EU will investigate two contract clauses between Amazon and some of its book publishers activating in Europe

Jun 11, 2015 12:53 GMT  ·  By
Amazon is under investigation from the EU for shady contract clauses with book publishers
   Amazon is under investigation from the EU for shady contract clauses with book publishers

The European Commission announced it would be launching an official investigation targeting Amazon's eBook operations in the EEA (European Economic Area).

More specifically, the probe targets two clauses found in contracts Amazon has with book publishers.

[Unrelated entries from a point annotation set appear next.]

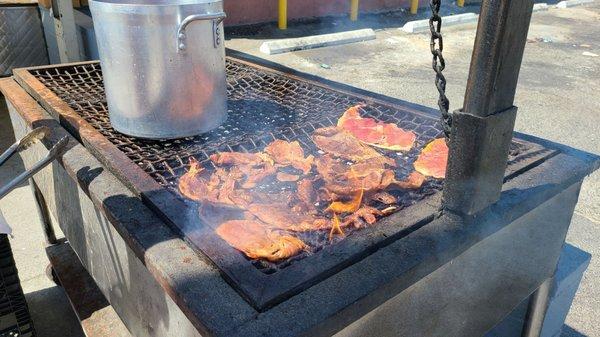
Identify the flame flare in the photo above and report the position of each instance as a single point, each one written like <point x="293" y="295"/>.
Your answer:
<point x="433" y="159"/>
<point x="336" y="227"/>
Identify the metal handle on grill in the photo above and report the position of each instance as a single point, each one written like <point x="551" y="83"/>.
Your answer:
<point x="55" y="151"/>
<point x="216" y="18"/>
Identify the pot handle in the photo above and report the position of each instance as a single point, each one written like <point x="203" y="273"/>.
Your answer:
<point x="216" y="18"/>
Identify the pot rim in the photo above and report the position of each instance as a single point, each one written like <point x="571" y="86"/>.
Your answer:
<point x="152" y="3"/>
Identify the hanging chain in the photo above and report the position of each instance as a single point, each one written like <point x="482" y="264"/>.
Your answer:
<point x="437" y="46"/>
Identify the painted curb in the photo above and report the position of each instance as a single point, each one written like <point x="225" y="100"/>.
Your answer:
<point x="572" y="3"/>
<point x="316" y="41"/>
<point x="451" y="20"/>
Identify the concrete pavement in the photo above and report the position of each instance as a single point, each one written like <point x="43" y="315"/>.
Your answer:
<point x="49" y="307"/>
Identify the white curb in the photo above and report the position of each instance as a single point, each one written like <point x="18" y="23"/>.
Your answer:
<point x="316" y="41"/>
<point x="540" y="7"/>
<point x="451" y="20"/>
<point x="571" y="3"/>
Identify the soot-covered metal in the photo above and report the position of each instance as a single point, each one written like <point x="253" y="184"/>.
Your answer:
<point x="266" y="102"/>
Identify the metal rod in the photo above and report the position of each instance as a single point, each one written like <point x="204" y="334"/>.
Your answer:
<point x="54" y="152"/>
<point x="282" y="23"/>
<point x="536" y="312"/>
<point x="482" y="131"/>
<point x="497" y="55"/>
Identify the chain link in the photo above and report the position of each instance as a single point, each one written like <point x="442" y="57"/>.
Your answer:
<point x="439" y="64"/>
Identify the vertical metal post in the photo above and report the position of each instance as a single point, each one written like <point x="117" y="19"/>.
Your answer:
<point x="482" y="131"/>
<point x="353" y="10"/>
<point x="536" y="312"/>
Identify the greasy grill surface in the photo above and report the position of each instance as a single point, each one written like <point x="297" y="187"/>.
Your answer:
<point x="262" y="106"/>
<point x="266" y="102"/>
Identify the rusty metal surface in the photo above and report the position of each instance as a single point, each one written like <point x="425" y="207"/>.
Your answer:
<point x="266" y="103"/>
<point x="97" y="317"/>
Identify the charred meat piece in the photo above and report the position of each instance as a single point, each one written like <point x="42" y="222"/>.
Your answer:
<point x="348" y="206"/>
<point x="433" y="159"/>
<point x="383" y="197"/>
<point x="289" y="154"/>
<point x="414" y="181"/>
<point x="196" y="186"/>
<point x="342" y="144"/>
<point x="306" y="192"/>
<point x="379" y="134"/>
<point x="255" y="174"/>
<point x="345" y="180"/>
<point x="240" y="158"/>
<point x="281" y="216"/>
<point x="257" y="241"/>
<point x="365" y="214"/>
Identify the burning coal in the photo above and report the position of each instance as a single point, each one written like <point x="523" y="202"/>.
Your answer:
<point x="271" y="200"/>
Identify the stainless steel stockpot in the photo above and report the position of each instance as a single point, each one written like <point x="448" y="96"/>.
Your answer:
<point x="163" y="63"/>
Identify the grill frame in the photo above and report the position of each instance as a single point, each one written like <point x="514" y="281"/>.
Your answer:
<point x="262" y="291"/>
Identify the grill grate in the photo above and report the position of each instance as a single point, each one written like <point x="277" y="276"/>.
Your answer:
<point x="266" y="102"/>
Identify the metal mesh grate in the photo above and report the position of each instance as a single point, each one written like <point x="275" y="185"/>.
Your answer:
<point x="262" y="106"/>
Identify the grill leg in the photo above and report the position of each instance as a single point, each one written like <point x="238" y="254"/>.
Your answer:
<point x="538" y="304"/>
<point x="42" y="210"/>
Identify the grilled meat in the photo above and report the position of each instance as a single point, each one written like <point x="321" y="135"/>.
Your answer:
<point x="196" y="186"/>
<point x="257" y="241"/>
<point x="383" y="197"/>
<point x="289" y="154"/>
<point x="365" y="214"/>
<point x="343" y="179"/>
<point x="279" y="215"/>
<point x="433" y="159"/>
<point x="240" y="158"/>
<point x="342" y="144"/>
<point x="383" y="135"/>
<point x="286" y="177"/>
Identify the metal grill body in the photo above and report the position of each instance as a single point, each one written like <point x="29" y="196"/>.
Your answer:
<point x="266" y="102"/>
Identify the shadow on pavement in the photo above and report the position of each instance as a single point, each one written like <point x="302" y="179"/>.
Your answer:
<point x="51" y="313"/>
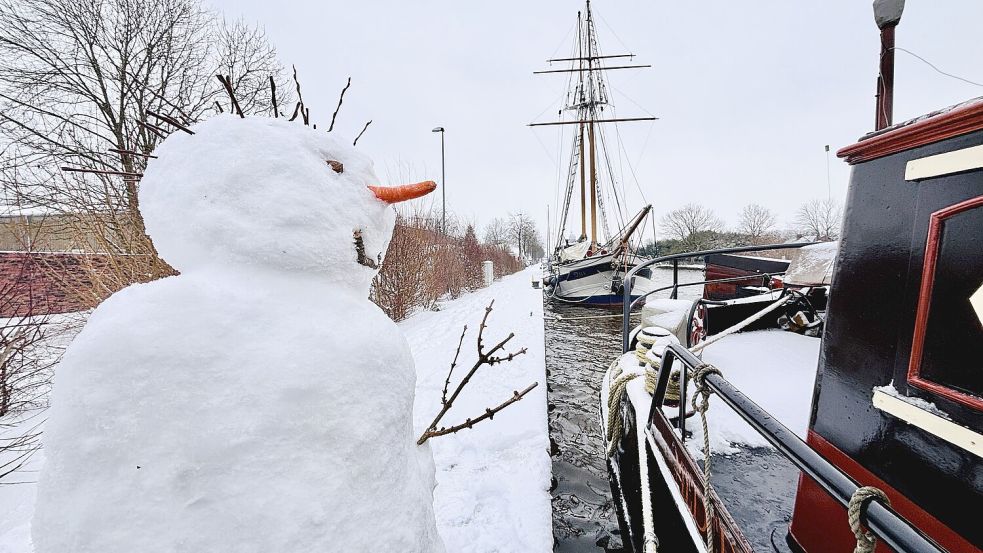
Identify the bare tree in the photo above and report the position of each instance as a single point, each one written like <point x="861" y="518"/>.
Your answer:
<point x="497" y="232"/>
<point x="79" y="78"/>
<point x="484" y="358"/>
<point x="250" y="60"/>
<point x="756" y="221"/>
<point x="520" y="228"/>
<point x="819" y="219"/>
<point x="80" y="82"/>
<point x="689" y="220"/>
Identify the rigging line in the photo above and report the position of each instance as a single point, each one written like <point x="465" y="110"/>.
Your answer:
<point x="545" y="149"/>
<point x="930" y="64"/>
<point x="635" y="177"/>
<point x="558" y="100"/>
<point x="629" y="98"/>
<point x="621" y="156"/>
<point x="616" y="37"/>
<point x="620" y="215"/>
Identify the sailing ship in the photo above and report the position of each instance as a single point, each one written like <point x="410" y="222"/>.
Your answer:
<point x="893" y="442"/>
<point x="589" y="268"/>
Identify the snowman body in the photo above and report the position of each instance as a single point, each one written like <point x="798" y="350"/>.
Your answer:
<point x="257" y="401"/>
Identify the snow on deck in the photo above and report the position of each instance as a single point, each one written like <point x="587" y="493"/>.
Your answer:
<point x="493" y="480"/>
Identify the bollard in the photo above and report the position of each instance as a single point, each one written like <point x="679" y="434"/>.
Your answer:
<point x="488" y="270"/>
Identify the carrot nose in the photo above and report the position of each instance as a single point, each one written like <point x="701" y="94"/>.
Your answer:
<point x="401" y="193"/>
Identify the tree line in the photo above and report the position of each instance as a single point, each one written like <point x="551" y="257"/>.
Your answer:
<point x="695" y="227"/>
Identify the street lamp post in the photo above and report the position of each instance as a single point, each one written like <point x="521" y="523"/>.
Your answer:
<point x="443" y="183"/>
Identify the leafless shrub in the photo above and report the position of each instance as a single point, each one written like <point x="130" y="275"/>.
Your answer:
<point x="819" y="219"/>
<point x="484" y="358"/>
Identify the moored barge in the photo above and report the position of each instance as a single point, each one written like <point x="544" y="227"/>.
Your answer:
<point x="893" y="450"/>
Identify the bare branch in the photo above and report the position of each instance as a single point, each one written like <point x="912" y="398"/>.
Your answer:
<point x="170" y="120"/>
<point x="340" y="100"/>
<point x="361" y="133"/>
<point x="227" y="83"/>
<point x="447" y="382"/>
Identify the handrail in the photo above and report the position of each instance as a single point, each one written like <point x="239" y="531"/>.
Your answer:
<point x="635" y="301"/>
<point x="626" y="299"/>
<point x="896" y="531"/>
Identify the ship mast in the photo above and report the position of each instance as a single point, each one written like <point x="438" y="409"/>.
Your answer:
<point x="587" y="97"/>
<point x="583" y="175"/>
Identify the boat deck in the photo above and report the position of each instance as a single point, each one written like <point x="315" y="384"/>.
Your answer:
<point x="777" y="370"/>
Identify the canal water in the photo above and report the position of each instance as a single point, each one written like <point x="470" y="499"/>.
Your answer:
<point x="578" y="352"/>
<point x="756" y="484"/>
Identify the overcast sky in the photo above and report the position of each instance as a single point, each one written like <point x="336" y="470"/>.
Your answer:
<point x="748" y="93"/>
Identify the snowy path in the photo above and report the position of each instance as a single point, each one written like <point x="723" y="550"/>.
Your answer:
<point x="493" y="480"/>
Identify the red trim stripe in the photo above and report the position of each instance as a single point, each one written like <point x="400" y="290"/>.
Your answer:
<point x="814" y="520"/>
<point x="932" y="244"/>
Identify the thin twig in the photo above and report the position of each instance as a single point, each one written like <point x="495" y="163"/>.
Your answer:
<point x="488" y="414"/>
<point x="443" y="395"/>
<point x="101" y="172"/>
<point x="361" y="133"/>
<point x="276" y="112"/>
<point x="227" y="82"/>
<point x="340" y="100"/>
<point x="483" y="359"/>
<point x="300" y="100"/>
<point x="170" y="120"/>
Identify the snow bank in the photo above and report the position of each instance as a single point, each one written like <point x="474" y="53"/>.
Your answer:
<point x="493" y="480"/>
<point x="258" y="401"/>
<point x="775" y="369"/>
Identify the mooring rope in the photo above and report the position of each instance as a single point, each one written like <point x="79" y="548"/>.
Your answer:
<point x="701" y="404"/>
<point x="741" y="325"/>
<point x="618" y="385"/>
<point x="857" y="510"/>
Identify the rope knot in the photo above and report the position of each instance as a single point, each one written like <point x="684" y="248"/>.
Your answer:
<point x="857" y="511"/>
<point x="701" y="392"/>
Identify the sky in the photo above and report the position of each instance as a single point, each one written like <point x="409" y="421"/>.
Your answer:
<point x="747" y="93"/>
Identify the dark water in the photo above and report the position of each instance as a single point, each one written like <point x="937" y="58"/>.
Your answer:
<point x="578" y="353"/>
<point x="757" y="485"/>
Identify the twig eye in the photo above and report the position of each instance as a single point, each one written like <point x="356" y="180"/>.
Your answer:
<point x="360" y="251"/>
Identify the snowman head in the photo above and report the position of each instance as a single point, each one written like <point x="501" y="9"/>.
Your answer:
<point x="269" y="194"/>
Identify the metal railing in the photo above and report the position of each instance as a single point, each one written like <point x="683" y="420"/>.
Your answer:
<point x="628" y="304"/>
<point x="896" y="532"/>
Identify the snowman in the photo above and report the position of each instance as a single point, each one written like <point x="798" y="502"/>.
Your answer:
<point x="256" y="402"/>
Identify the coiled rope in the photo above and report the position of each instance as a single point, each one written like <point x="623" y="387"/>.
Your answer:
<point x="857" y="510"/>
<point x="701" y="404"/>
<point x="619" y="380"/>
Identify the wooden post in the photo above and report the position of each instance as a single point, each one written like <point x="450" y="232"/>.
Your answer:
<point x="583" y="188"/>
<point x="885" y="81"/>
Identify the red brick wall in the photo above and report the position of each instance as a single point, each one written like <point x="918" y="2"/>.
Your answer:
<point x="46" y="283"/>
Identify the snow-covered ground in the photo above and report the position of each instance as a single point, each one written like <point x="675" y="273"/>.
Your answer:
<point x="493" y="480"/>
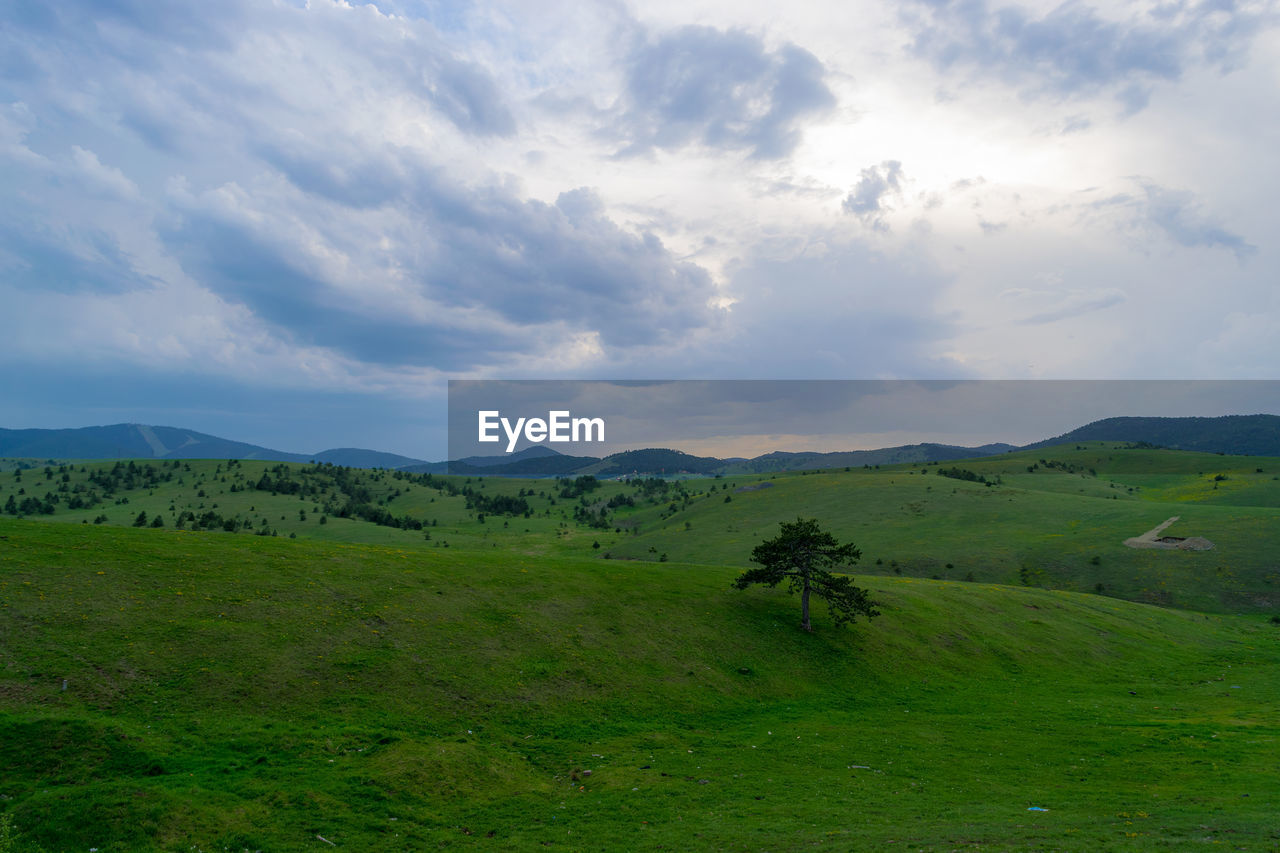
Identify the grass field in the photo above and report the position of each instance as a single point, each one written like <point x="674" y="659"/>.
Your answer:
<point x="364" y="687"/>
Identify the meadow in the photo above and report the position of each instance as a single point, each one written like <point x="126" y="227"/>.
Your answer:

These are "the right to be informed of more favourable or alternative terms offered to its competitors; and/or the right to terms and conditions at least as good as those offered to its competitors," as from the original press release.

The EU is afraid these clauses might limit or prevent competitors from coming up with better pricing points, Amazon being contractually informed of all their activities by the book publishers themselves.

Amazon's long legal battles continue

This is not the first time Amazon is under investigation in Europe, being also under the EU's microscope for asking and receiving custom tax deals in some countries for a series of its products.

The company had also been under a similar antitrust investigation in the US as well, but it won that case after the judge ruled in its favor against a group of indie booksellers.

In that case, the judge explained his decision by Amazon's 60% eBook US market share, which was not enough in his eyes to prove a monopoly claim, but merely poor competition in the market.

If the contract clauses don't show Amazon's intentional strategy at sabotaging competitors and are only a well-thought safeguard, then the same train of thought used by the judge in the US case above cannot be called on, mainly because Amazon has a much smaller piece of the eBook market share in Europe than it has in the US.

The European Commission has not put a deadline on its investigation, but if it lasts as the Microsoft Corp vs European Commission lawsuit, then expect to drag out for a couple of years.